Karl Vorländer: Immanuel Kant. Der Mann und das Werk

Es gibt Philosoph:innen, die Philosophiegeschichte geschrieben haben, weil sie eine neue Lösung zu einem alten Problem gefunden haben, ein so genanntes ‚System‘. Die meisten allerdings sind Kärrner im Steinbruch der Philosophie, Galeerensklaven, die im Schweiße ihres Angesichts malochen, um ihre Subsistenz im akademischen Betrieb fristen zu können. Viele beschäftigen sich gar nicht mehr mit den eigentlichen philosophischen Problemstellungen, sondern beschränken sich darauf, bekanntere Vorgänger:innen zu kommentieren und zu kritisieren – mehr Philologen denn Philosophen also. Nur eine Handvoll dieser Galeerensklaven hat eine Bekanntheit erworben, die über den kurzfristigen und flüchtigen Ruhm unter ein paar gleichgesinnten Kolleg:innen hinaus geht. Meist hängt diese Bekanntheit dann an einem einzigen Buch. Wir haben dies bei Hermann Diels gesehen, mit seiner Ausgabe und Übersetzung der Fragmente der Vorsokratiker. Ein ähnlicher Fall nun ist Karl Vorländer. Schüler von Hermann Cohen (also der neukantianischen Schule von Marburg zuzuordnen) hat er sich sein Leben lang praktisch nur mit Immanuel Kant auseinandergesetzt. Er hat in den 1910er Jahren verschiedene Schriften Kants, vor allem die kleineren, bei Felix Meiner herausgegeben und kommentiert. (Einige davon sind als Print-on-Demand sogar noch bei diesem Verlag erhältlich, andere werden von andern Anbietern noch offeriert.) Dass man ihn heute noch kennt, verdankt er aber vor allem dem vorliegenden Werk, der ersten umfassenden Biografie von Immanuel Kant, die erschienen ist. (Seine Geschichte der Philosophie wurde zwar noch so spät wie 1980 bei Rowohlt als Taschenbuch aufgelegt, ist jetzt aber nur noch in (gekürzten?) Ausgaben bei diversen auf Reprints von Klassikern spezialisierten Print-on-Demand-Verlagen neu erhältlich.)

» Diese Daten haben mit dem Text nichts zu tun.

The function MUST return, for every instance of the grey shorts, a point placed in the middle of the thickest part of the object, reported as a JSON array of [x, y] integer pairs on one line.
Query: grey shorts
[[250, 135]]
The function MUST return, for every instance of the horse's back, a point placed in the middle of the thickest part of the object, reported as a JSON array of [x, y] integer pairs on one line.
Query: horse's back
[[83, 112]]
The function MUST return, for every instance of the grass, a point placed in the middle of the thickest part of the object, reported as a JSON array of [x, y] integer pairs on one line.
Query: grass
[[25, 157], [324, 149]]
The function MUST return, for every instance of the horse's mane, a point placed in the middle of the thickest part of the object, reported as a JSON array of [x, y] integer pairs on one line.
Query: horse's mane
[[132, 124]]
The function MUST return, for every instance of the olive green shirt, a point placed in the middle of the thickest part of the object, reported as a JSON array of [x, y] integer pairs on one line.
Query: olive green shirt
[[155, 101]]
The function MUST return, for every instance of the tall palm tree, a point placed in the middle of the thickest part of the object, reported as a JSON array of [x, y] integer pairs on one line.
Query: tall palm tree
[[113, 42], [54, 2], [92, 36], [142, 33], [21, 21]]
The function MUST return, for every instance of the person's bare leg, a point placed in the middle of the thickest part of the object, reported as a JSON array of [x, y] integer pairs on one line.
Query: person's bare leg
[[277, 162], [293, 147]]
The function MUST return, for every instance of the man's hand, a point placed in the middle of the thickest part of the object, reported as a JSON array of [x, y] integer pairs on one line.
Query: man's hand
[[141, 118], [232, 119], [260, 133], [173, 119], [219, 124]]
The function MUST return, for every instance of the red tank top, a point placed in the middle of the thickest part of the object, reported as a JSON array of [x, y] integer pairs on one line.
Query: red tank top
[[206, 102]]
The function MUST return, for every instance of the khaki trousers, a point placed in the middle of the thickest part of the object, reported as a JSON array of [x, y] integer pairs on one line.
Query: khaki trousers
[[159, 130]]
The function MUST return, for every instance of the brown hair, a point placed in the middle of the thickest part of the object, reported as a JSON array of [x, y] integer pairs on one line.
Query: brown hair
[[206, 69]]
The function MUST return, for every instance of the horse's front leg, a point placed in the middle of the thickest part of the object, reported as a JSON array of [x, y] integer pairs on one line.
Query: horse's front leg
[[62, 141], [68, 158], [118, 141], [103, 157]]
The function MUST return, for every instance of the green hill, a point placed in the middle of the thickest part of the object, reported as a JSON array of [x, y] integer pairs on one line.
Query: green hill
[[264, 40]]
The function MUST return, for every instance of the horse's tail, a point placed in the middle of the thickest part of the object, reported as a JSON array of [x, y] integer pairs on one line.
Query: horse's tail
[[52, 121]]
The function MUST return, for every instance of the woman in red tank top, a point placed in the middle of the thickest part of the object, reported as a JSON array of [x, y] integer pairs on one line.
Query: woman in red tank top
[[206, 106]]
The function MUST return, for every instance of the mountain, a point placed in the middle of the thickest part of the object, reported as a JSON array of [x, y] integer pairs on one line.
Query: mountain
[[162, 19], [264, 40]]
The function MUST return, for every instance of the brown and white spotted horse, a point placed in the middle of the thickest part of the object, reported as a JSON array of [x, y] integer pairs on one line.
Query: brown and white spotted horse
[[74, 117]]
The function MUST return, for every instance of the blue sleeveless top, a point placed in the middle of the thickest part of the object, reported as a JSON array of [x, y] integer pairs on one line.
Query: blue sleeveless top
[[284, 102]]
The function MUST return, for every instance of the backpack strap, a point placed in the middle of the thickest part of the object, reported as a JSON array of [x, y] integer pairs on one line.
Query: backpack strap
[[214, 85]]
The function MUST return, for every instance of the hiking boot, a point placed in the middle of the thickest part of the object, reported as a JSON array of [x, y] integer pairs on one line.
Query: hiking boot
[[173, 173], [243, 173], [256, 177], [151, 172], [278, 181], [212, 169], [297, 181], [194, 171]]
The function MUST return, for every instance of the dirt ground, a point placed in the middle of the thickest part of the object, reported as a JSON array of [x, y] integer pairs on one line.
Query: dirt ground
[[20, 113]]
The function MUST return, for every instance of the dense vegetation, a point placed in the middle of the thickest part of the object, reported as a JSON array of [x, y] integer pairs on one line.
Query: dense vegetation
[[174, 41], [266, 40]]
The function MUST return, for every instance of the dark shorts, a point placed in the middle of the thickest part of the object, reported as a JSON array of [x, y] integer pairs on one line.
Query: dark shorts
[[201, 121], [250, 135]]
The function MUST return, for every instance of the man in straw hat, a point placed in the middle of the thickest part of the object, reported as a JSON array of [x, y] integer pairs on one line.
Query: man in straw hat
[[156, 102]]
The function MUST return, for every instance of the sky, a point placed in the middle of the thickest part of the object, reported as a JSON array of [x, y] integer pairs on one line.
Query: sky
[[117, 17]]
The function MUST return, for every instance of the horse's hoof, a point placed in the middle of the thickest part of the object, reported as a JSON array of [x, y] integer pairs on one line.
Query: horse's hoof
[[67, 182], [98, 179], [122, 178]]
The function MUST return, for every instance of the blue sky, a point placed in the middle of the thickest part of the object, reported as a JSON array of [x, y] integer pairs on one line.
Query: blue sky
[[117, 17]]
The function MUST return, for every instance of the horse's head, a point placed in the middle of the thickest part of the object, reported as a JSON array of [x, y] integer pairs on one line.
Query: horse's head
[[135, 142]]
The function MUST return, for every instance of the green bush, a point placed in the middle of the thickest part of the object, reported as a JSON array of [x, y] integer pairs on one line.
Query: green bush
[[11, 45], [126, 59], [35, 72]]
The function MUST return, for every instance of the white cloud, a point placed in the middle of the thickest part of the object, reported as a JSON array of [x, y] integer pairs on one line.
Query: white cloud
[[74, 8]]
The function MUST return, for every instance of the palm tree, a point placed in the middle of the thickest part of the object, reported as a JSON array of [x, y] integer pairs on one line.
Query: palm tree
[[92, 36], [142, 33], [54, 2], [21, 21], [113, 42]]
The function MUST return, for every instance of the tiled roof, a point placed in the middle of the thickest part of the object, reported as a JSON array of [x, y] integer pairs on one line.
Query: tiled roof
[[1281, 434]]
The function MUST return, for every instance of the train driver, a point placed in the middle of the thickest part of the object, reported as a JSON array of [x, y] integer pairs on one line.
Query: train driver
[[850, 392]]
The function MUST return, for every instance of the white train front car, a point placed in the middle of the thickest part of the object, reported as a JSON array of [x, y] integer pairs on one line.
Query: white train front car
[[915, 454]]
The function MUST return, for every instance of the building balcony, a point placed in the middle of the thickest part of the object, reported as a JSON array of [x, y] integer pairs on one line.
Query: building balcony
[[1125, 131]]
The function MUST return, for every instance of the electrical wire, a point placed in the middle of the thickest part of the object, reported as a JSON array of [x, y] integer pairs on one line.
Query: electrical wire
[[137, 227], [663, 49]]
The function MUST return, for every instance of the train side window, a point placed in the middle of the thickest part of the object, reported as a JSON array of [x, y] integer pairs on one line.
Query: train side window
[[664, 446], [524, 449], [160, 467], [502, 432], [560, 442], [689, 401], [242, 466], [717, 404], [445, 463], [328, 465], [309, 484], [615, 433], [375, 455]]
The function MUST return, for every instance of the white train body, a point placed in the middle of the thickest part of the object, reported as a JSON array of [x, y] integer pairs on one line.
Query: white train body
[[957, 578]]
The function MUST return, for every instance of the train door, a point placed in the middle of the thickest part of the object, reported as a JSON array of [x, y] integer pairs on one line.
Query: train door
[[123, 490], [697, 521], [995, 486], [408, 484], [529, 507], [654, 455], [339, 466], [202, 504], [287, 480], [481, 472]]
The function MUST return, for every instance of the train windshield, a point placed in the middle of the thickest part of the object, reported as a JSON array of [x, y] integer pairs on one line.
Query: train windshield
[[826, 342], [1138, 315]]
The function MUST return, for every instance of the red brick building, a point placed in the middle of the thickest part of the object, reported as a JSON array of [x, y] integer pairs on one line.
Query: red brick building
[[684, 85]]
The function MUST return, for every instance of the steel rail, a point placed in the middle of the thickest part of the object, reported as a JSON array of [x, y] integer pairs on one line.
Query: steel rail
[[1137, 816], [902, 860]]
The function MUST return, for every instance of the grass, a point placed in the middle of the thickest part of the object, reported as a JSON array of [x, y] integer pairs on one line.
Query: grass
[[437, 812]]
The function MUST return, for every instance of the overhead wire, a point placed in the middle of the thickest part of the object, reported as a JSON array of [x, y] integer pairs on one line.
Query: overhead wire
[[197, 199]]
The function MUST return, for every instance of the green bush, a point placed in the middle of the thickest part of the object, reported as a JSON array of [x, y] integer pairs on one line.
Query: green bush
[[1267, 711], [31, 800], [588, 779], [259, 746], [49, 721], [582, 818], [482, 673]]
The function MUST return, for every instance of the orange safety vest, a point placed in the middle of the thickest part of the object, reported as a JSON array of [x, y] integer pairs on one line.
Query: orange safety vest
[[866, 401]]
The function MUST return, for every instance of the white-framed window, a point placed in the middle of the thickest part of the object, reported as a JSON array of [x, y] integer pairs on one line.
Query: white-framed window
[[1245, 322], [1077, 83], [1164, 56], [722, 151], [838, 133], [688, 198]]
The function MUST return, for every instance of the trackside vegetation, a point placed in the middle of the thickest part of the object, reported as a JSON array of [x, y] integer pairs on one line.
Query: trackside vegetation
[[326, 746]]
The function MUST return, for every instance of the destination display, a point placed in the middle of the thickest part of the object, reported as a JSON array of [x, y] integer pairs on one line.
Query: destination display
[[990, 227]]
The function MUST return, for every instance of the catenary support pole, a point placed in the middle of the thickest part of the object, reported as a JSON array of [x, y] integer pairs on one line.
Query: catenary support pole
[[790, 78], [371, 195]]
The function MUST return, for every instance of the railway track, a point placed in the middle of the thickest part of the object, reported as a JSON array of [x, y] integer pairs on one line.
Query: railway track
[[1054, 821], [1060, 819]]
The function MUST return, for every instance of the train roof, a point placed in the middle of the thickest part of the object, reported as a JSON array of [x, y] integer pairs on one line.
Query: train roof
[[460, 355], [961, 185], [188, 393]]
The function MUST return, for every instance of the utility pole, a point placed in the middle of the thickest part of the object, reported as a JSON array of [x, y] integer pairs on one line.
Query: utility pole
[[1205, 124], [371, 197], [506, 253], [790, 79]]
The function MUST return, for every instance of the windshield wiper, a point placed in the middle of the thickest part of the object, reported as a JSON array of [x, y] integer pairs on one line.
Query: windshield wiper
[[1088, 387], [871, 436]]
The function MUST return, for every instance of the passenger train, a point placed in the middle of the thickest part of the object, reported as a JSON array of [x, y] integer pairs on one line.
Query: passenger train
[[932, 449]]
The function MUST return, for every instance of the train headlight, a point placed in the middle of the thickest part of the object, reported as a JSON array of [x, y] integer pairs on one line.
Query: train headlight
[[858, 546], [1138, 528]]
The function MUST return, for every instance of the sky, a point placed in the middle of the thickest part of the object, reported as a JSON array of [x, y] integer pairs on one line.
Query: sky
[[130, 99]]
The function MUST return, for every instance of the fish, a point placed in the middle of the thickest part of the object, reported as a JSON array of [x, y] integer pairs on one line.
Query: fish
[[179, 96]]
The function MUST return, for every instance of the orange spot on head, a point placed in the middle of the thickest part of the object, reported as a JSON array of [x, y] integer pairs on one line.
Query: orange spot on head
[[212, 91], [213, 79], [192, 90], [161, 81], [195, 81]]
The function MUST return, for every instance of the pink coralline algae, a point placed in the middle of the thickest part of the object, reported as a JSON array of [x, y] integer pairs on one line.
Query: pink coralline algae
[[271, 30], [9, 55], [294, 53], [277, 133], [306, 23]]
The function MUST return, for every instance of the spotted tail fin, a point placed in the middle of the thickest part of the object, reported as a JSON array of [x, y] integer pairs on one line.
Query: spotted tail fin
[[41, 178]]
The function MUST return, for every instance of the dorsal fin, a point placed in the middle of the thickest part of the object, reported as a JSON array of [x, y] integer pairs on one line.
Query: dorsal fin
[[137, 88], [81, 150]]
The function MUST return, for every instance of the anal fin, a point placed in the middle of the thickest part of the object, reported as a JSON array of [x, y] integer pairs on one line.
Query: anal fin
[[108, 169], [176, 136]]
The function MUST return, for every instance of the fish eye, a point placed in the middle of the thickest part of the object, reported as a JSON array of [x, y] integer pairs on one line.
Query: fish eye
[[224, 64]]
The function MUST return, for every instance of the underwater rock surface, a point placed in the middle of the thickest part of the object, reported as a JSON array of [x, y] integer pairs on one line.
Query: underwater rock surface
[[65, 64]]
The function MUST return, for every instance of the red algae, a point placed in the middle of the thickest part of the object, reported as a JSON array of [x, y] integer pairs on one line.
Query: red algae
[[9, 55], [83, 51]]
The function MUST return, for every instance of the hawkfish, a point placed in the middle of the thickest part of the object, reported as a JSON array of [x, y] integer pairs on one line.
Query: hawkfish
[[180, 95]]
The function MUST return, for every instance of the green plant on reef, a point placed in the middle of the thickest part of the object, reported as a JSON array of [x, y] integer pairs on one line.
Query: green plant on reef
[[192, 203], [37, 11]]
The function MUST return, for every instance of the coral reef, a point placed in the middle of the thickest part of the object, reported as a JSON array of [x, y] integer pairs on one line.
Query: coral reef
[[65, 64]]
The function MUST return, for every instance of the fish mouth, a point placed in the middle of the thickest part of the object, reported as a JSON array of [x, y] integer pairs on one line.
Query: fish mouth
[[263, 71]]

Vorländers Verdienst einer ersten, umfassenden Kant-Biografie soll keineswegs dadurch geschmälert werden, dass sie meiner Meinung nach heute nur noch unter großem Vorbehalt lesbar ist. (Sie ist denn auch seit 1997 bei Meiner nicht mehr aufgelegt worden; vor mir liegt ein Reprint aus dem Jahre 2003, zwei Bände in einem, erschienen bei Fourier – seither haben sich offenbar nicht einmal Print-on-Demand-Verlage mehr an das Buch getraut. Bei einem Umfang von rund 900 Seiten auch kein Wunder.)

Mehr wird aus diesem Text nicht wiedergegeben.